I sometimes take time to get around to things. Here is another that has sat with me for more than a fortnight.
I was reading Papa Benny’s catechesis on St Peter which he gave at his Wednesday Audience on May 24th (before his trip to Poland). I usually expect to be surprised by some insight or other of this remarkable theologian and pastor, but this time I had let my guard down. After all, what was there about St Peter that I didn’t already know? This:
“On a spring morning, this mission would be entrusted to him by the risen Jesus. The meeting would take place on the shores of the Lake of Tiberias. It is the Evangelist John who refers to the dialogue that took place in that circumstance between Jesus and Peter. One notes a very significant play of words. In Greek the word “filéo” expresses the love of friendship, tender but not total, whereas the word “agapáo” means love without reservations, total and unconditional.

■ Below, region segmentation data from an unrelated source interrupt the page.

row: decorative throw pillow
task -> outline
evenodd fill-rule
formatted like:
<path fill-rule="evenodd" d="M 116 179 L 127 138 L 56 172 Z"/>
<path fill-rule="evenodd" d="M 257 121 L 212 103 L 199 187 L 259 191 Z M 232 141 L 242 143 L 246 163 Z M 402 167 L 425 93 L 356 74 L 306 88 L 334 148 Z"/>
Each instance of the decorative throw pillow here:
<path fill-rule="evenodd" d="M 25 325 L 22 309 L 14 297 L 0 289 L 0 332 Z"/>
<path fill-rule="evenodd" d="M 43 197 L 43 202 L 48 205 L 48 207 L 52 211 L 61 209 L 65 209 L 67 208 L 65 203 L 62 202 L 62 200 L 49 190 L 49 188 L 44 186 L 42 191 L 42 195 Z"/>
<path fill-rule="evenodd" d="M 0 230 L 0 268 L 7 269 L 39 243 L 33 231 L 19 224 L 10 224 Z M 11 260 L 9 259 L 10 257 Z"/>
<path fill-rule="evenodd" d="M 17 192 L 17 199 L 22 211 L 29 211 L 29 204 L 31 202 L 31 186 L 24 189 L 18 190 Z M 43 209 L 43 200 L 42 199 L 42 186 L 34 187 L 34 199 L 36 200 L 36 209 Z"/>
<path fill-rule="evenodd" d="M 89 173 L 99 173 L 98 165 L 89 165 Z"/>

“Jesus asks Peter the first time: “Simon … do you love me (‘agapâs-me’)” with this total and unconditional love (cf. John 21:15)? Before the experience of the betrayal, the apostle would certainly have said: “I love you (‘agapô-se’) unconditionally.” Now that he has known the bitter sadness of infidelity, the tragedy of his own weakness, he says with humility: “Lord, I love you (‘filô-se’),” that is, “I love you with my poor human love.” Christ insists: “Simon, do you love me with this total love that I want?” And Peter repeats the answer of his humble human love: “Kyrie, filô-se,” “Lord, I love you as I know how to love.”
“The third time Jesus only says to Simon: “Fileîs-me?”, “Do you love me?” Simon understood that for Jesus his poor love, the only one he is capable of, is enough, and yet he is saddened that the Lord had to say it to him in this way. Therefore, he answered: “Lord, you know everything; you know that I love you (‘filô-se’).”
It would seem that Jesus adapted himself to Peter, rather than Peter to Jesus! It is precisely this divine adaptation that gives hope to the disciple, who has known the suffering of infidelity. From here trust is born that makes him able to follow to the end: “This he said to show by what death he was to glorify God. And after this he said to him, ‘Follow me'” (John 21:19).
“From that moment, Peter “followed” the Master with the precise awareness of his own frailty; but this awareness did not discourage him. He knew in fact that he could count on the presence of the Risen One beside him. From the ingenuous enthusiasm of the initial adherence, passing through the painful experience of denial and the tears of conversion, Peter came to entrust himself to that Jesus who adapted himself to his poor capacity to love. And he also shows us the way, despite all our weakness.
“We know that Jesus adapts himself to our weakness. We follow him, with our poor capacity to love and we know that Jesus is good and he accepts us. It was a long journey for Peter that made him a trustworthy witness, “rock” of the Church, being constantly open to the action of the Spirit of Jesus. Peter would present himself as “witness of the sufferings of Christ and participant of the glory that must manifest itself” (1 Peter 5:1).”
Is that not amazing? Is that not the most comforting thing you have read all day? Go and despair no more!